"Yes, I was there for about five years, but I don't remember—" She hesitated.

"Oh, no, I was never there. I have been Superior in London for more than ten years, but I have heard your name several times, though not since you left school. We like to keep in touch with our children, but you have probably been busy going about with your mother?"

"I didn't even know there was a house of the Order here," Alex admitted.

"It has not been established very long. Our chapel was only consecrated a few months ago. It is very tiny, but perhaps some day you will pay another visit here."

Mother Gertrude was not looking at Alex as she spoke, but down at her own long rosary beads; and the fact somehow made it easier for Alex to reply without embarrassment.

"Yes, I should like to come if I may—and if I can. It felt so—so peaceful."

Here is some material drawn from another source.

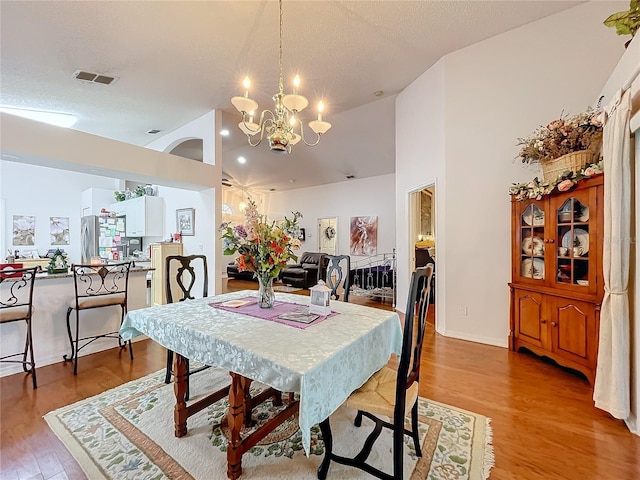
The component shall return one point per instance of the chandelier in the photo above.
(282, 126)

"Yes," returned the nun, without any show of surprise or indeed, any emotion at all, in her carefully colourless voice. "Yes, it is very peaceful here—a great contrast to the hurry and unrest of the world. And for any one who is tired, or troubled, or perhaps unhappy, and conscious of wrong-doing, there is always comfort to be found here. No one asks any questions, and if, perhaps, a poor soul is too much worn-out with conflict for prayer, why, even that is not necessary."

Alex gazed at her, surprised.

"Do you think that God wants things put into words?" said the nun with her slow smile.

Alex did not know what to reply. She looked silently at the Superior, and felt that those light, penetrating, grey eyes had probed to the depths of her confusion and beyond it, to the scenes of loneliness and bewilderment that had made her weep in the chapel.